StreamFlow Analytics operates a fleet management platform that processes telemetry data from autonomous delivery drones. An AWS Lambda function receives JSON payloads from AWS IoT Core containing GPS coordinates, battery levels, and flight status updates. The engineering team must prove compliance with a contractual SLA that guarantees processing of 10,000 messages per minute during peak hours.

The challenge: The Lambda function performs several operations that should NOT count toward SLA throughput:

  • Cold start initialization (loading ML models into memory)
  • Connection pooling setup
  • Post-processing audit log writes to S3

The development team needs a near real-time dashboard showing only the core message processing rate—specifically, the count of messages successfully parsed and validated per time window.

The Requirement
#

Implement a monitoring solution that:

  1. Measures throughput based exclusively on message receipt and processing completion
  2. Excludes initialization and post-processing steps from measurement
  3. Provides near real-time visibility (sub-minute granularity)
  4. Enables CloudWatch dashboard creation for SLA tracking

The Options
#

  • A) Use the Lambda function’s ConcurrentExecutions metric in Amazon CloudWatch to measure the throughput.
  • B) Modify the application to log the calculated throughput to Amazon CloudWatch Logs. Use Amazon EventBridge to invoke a separate Lambda function to process the logs on a schedule.
  • C) Modify the application to publish custom Amazon CloudWatch metrics when the Lambda function receives and processes each message. Use the metrics to calculate the throughput.
  • D) Use the Lambda function’s Invocations metric and Duration metric to calculate the throughput in Amazon CloudWatch.

Correct Answer
#

Option C.

Quick Insight: The Developer Control Imperative
#

For DVA-C02: This question tests your understanding of code-level instrumentation. Native Lambda metrics measure infrastructure-level events (invocations, concurrent executions), but they cannot distinguish between your business logic steps. The PutMetricData API gives you surgical precision to emit metrics exactly where you define success in your application code—after message validation, not after cold starts or S3 writes.

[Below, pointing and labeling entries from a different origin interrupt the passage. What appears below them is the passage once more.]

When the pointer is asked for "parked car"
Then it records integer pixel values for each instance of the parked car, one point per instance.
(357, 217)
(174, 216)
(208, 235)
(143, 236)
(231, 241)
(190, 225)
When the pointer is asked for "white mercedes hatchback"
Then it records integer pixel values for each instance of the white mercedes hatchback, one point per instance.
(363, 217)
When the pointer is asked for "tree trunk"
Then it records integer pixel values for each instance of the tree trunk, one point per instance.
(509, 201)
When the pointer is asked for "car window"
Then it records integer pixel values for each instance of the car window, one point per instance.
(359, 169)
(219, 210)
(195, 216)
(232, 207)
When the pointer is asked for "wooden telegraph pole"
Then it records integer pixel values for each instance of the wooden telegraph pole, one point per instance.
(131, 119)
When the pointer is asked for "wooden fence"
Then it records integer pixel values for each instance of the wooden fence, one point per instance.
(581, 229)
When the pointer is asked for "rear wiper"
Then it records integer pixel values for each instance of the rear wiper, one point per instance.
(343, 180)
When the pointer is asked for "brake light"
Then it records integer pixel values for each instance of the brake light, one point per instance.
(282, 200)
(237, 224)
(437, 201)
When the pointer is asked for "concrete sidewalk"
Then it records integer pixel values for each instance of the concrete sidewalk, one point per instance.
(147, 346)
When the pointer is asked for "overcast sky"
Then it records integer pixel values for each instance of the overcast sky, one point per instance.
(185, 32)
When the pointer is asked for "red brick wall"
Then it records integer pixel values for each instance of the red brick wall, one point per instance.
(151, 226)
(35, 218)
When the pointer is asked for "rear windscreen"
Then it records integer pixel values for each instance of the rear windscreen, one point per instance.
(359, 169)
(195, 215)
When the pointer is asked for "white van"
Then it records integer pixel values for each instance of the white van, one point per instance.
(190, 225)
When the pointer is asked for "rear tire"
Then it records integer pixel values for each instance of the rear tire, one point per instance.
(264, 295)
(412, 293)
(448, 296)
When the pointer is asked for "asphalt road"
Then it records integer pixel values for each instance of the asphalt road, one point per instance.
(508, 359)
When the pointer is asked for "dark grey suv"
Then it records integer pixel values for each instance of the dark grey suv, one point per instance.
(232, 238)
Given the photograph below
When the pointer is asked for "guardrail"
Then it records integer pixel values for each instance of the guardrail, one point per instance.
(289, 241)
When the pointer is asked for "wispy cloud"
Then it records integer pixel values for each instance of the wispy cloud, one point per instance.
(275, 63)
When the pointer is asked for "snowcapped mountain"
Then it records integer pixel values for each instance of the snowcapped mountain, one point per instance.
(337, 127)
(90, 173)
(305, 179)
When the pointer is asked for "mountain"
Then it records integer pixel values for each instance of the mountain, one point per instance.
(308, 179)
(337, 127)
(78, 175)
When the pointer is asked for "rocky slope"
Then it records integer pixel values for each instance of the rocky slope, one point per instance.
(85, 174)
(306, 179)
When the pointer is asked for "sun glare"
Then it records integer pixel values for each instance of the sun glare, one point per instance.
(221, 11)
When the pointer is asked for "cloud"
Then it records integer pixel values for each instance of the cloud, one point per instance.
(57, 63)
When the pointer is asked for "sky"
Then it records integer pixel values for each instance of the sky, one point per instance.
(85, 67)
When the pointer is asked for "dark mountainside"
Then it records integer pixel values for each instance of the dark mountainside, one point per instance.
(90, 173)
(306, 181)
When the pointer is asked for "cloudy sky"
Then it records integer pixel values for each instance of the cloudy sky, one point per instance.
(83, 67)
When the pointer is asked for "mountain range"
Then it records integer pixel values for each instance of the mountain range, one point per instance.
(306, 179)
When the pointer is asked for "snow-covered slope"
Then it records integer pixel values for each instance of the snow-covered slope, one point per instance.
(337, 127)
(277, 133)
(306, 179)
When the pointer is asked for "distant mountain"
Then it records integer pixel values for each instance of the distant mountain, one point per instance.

Content Locked: The Expert Analysis
#

You’ve identified the answer. But do you know the implementation details that separate a Junior from a Senior?


The Expert’s Analysis
#

Correct Answer
#

Option C: Modify the application to publish custom Amazon CloudWatch metrics when the Lambda function receives and processes each message. Use the metrics to calculate the throughput.

The Winning Logic
#

This solution is correct because:

  1. Surgical Precision: By embedding cloudwatch.put_metric_data() (Python SDK) or PutMetricDataCommand (JavaScript SDK v3) calls after message validation and before post-processing, you create explicit measurement boundaries that align with your SLA definition.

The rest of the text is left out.